Red Fish Stew, Fast and Spicy
This is a fast stew you can make with a variety of fish—a few scraps if that’s all you have—or with one or more types of prime fish. For example, it’s great with shellfish only: shrimp or a combination of shrimp, scallops, and a mollusk, like mussels (make sure they’re well washed). But you can make it with a single piece of sturdy fish, like monkfish or halibut. In any case, be sure to serve it with plenty of white rice, preferably basmati.
Sandwich Cubano
If you have leftover roast pork, especially from Lechon Asado, this is how to use it. Combined with ham, Swiss cheese, and pickles, it makes the classic grilled sandwich of the Latin Caribbean. Though purists insist on Cuban bread (essentially a fairly soft French loaf), the best I ever had was in San Juan, made on a sweet roll. A definite bastardization but one that demonstrated that almost any kind of bread will do and that this sandwich is great in many guises. Ordinary yellow mustard is the norm for this, but consider Dijon or brown mustard instead. Similarly, bad dill pickles are standard, but if you can lay your hands on some half-sour pickles (or use Lightly Pickled Cucumbers, page 455), the results will be better— if less “authentic.”
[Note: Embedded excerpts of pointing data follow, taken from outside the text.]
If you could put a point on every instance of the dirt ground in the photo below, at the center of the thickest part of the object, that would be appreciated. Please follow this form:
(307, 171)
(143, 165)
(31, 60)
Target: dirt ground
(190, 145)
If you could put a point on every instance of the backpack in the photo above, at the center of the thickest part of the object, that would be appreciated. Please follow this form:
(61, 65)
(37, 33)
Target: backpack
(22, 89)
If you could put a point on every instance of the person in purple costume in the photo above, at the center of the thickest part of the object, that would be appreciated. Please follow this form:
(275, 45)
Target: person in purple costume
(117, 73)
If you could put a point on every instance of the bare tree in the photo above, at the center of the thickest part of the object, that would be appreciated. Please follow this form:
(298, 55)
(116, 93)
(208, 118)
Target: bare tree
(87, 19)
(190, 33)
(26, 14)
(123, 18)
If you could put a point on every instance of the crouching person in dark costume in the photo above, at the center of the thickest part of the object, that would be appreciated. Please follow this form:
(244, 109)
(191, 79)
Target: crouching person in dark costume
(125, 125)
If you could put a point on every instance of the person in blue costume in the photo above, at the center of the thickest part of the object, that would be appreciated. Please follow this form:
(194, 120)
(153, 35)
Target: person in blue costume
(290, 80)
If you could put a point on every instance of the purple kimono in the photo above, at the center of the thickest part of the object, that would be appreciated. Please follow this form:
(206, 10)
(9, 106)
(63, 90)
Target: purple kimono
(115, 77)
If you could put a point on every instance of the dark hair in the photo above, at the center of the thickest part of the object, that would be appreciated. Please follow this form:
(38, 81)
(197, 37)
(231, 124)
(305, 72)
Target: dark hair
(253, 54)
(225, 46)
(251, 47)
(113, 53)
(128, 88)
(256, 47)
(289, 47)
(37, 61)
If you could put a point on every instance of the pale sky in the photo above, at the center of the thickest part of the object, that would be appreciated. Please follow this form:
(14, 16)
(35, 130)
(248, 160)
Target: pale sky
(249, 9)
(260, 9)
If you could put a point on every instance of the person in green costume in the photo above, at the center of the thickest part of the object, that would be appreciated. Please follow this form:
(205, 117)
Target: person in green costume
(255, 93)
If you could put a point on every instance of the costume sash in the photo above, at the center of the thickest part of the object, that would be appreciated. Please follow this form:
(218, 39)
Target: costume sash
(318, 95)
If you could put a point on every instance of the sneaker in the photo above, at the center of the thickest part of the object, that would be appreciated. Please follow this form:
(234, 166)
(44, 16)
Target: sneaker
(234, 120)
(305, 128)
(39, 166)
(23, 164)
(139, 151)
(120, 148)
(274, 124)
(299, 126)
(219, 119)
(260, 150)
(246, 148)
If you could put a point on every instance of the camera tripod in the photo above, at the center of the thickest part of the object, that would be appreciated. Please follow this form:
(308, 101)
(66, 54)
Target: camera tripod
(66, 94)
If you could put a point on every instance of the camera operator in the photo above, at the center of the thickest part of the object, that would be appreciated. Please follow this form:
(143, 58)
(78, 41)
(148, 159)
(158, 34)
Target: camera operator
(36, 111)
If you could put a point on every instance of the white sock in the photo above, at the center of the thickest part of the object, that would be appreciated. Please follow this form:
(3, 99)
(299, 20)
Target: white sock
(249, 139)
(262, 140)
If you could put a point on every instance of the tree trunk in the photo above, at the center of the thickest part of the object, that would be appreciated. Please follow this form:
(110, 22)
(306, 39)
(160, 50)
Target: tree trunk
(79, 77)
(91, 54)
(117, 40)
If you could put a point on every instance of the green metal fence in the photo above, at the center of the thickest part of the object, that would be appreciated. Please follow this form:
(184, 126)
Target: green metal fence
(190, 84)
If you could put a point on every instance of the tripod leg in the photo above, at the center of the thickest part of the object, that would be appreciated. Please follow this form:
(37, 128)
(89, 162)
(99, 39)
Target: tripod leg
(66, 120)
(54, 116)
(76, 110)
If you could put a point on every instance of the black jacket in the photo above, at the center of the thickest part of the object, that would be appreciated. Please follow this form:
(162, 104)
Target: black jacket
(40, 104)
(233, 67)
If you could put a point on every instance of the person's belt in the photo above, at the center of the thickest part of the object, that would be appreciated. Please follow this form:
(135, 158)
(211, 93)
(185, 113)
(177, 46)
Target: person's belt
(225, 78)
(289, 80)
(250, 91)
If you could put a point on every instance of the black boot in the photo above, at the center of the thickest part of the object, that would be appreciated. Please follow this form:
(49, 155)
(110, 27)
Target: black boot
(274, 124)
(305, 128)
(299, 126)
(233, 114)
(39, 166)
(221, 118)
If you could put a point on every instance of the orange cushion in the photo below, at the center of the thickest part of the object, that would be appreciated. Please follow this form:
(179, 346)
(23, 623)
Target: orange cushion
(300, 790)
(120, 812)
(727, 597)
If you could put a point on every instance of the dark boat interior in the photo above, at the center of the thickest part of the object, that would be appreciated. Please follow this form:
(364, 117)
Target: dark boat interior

Fish with Raisin Almond Sauce
This is a typical Eastern European dish, rich with flavor, its sweetness tempered by the lemon juice. It makes a nice presentation, especially if you use a meaty fish like carp. The same technique can be applied to any fish fillet: reduce the cooking time to 10 minutes (or less; the fish is done when the point of a thin-bladed knife inserted into the thickest part meets little resistance). You might want some mashed potatoes or rice here, along with a simple salad.
Coastal-Style Roasted Sea Bass or Other Large Whole Fish
Try to use branches of fresh oregano, marjoram, or fennel here; they really make a tremendous difference. The first two are grown by many gardeners, and a good gardener can probably spare some. Bronze—herb—fennel grows wild all over southern California and is easy to find (it’s also grown by some gardeners). Occasionally you can find one of these in a big bunch at a market, too; you’ll need a big bunch to try the grilling option. In any case, choose a fish with a simple bone structure so it can be served and eaten easily. The best for this purpose are sea bass, red snapper, grouper, striped bass, and mackerel. One advantage in using the oven over the grill is that in roasting you can add some peeled, chunked potatoes to the bottom of the roasting pan as well; they’ll finish cooking along with the onions.
Skate with Brown Butter
I once thought that poached skate with brown butter was the highest and best use of this relative of shark, but then I began to sauté the fish, which is even better. Which you prefer depends, to some extent, on your tolerance for butter. I offer the sautéed version first and the more classic poached fish as a variation. For either, it’s easiest if you buy skate that has been “filleted,” that is, removed from its central cartilage (if it isn’t, just cook it a little longer; it will practically come off the “bone” by itself). But never, ever buy skate that has not been skinned; you simply will not get it off unless you resort to a pair of pliers—and even then it won’t be easy. This is a rich dish; serve it with salad and a light vegetable, no more, and you’ll be satisfied.
“Grilled” Mackerel with Garlic and Rosemary
I had a dish similar to this one in Provence at least twenty years ago and have never stopped making it. Few preparations do as much justice to dark-fleshed fish. Like many “grilled” dishes, this one is better made in the broiler, where you have far more control. A potato gratin, like the one on page 482, would be suitable here, as would Peasant-Style Potatoes (page 477). Of course, a simple vegetable dish or two would also be wonderful, as mackerel is pretty rich in its own right.